It was the morning after Dr. Lorelei had seen the little girl with brown hair being chased by the elephant down in the sinkhole. In the relative comfort of The Emerald House, he rose from his creaking cot, dreary and hungry, fearing the sort of breakfast that would be available in his new abode, the accursed circus.
He rifled through the mania of discarded items around the room. His tunics, his briefcase, a clattering pile of empty bottles — all Drutherstone’s mezcal — paperwork on lost experiments, several of his favorite knives, and numerous pharmaceuticals. Dr. Lorelei knew his own habits well enough. Typically a highly organized and efficient psychopath, Lorelei was sometimes given to bouts of animalistic and explosive rage, especially when change was in the air and drink was in the blood. He made a mental note to tidy things up later. He also knew that soon he would need to reinstate his honed routine of Personal Dispossession. This consisted of self-inflicted pain — in carefully measured intervals — to conjure that sublime and acute state of dissociative thinking. In his dissociated state, he found himself to be as rational and objective as a blade’s edge is gleaming and sharp. An ideal frame of mind for his scientific work.

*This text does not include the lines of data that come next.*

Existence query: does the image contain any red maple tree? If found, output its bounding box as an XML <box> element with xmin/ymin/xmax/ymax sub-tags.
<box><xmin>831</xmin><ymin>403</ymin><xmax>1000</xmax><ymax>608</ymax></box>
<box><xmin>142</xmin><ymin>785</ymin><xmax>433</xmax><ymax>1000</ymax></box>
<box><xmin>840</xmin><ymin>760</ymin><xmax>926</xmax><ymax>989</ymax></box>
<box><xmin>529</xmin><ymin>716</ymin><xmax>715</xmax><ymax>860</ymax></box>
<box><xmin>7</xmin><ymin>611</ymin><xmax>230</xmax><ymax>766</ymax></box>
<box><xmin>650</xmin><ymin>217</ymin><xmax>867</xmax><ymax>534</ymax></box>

Outside, he slid carefully down the muck covered grade of the hill. Everything was so humid and greenish, he noticed. The rides were rusted to a blue-green hue, the ubiquitous muck shimmered with verdant, oily swirls. Even the grass seemed the greenest that green could be. It was fecund, wet, and inviting in its own way. A lusty pull that seemed to typify circuses and other impermanent clusters of occultae.

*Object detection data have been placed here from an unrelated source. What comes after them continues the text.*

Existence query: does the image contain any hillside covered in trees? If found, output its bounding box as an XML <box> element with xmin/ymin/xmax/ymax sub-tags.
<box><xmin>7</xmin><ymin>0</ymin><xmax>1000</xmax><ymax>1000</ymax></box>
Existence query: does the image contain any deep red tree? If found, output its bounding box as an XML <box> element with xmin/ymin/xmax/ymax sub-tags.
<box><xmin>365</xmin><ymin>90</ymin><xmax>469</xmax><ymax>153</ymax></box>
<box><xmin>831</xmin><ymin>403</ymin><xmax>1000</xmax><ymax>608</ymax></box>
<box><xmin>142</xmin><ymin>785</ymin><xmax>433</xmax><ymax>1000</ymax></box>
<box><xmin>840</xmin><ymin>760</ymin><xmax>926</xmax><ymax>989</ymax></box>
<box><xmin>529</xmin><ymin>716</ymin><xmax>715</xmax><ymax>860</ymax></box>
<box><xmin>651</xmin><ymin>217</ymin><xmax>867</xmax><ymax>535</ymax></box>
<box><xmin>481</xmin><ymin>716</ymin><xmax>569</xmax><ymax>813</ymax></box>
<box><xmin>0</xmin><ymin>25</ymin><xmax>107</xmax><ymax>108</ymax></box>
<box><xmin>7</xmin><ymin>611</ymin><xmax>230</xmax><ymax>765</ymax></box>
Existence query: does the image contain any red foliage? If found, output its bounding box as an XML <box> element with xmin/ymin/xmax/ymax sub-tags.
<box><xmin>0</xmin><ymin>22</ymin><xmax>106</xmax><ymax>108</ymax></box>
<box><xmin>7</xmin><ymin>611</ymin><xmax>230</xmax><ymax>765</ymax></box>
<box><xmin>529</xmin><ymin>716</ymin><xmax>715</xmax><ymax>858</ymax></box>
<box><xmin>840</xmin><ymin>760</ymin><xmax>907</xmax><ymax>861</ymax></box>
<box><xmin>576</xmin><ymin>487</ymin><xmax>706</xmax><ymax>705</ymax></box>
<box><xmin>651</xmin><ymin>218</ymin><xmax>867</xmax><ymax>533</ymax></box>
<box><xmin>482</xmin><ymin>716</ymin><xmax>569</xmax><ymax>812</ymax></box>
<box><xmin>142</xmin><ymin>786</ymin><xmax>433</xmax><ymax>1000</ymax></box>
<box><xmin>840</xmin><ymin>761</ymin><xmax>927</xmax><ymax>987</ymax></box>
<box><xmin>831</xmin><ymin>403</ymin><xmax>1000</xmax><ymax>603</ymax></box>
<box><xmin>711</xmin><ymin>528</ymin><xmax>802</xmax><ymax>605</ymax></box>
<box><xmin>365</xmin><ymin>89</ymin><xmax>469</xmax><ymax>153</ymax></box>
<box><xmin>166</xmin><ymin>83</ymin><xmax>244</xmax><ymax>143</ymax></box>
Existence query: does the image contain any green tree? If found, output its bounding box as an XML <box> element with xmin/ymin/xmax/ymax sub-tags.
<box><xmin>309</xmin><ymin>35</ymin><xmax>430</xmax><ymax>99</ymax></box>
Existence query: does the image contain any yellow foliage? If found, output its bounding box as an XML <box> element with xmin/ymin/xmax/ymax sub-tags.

He found the public mess house easily enough. The concomitant blur of both the circus’s staff and its performers were writhing in a mass all around it. Liquor was already flowing freely even though the sun had barely winked out of the teal fog of early day. A vein of barbarism snaked through the familial din. Hard punches and snarls constituted salutations all around. Even the women seemed to be baring too many teeth than could reasonably fit inside their fairer heads. Lorelei did not see Drutherstone anywhere and yet he felt certain that the Clownmaster’s pneumatic discharges were all around them.
A plate was slopped together for the Doctor and he barged back up the hill, completely unaware that vicious Marrionetta had clocked him. Standing aloof, she was thoughtlessly lighting matches and tossing them into the strata of oozing footprints. The orange coals of her eyes burned through the steaming morning sunlight.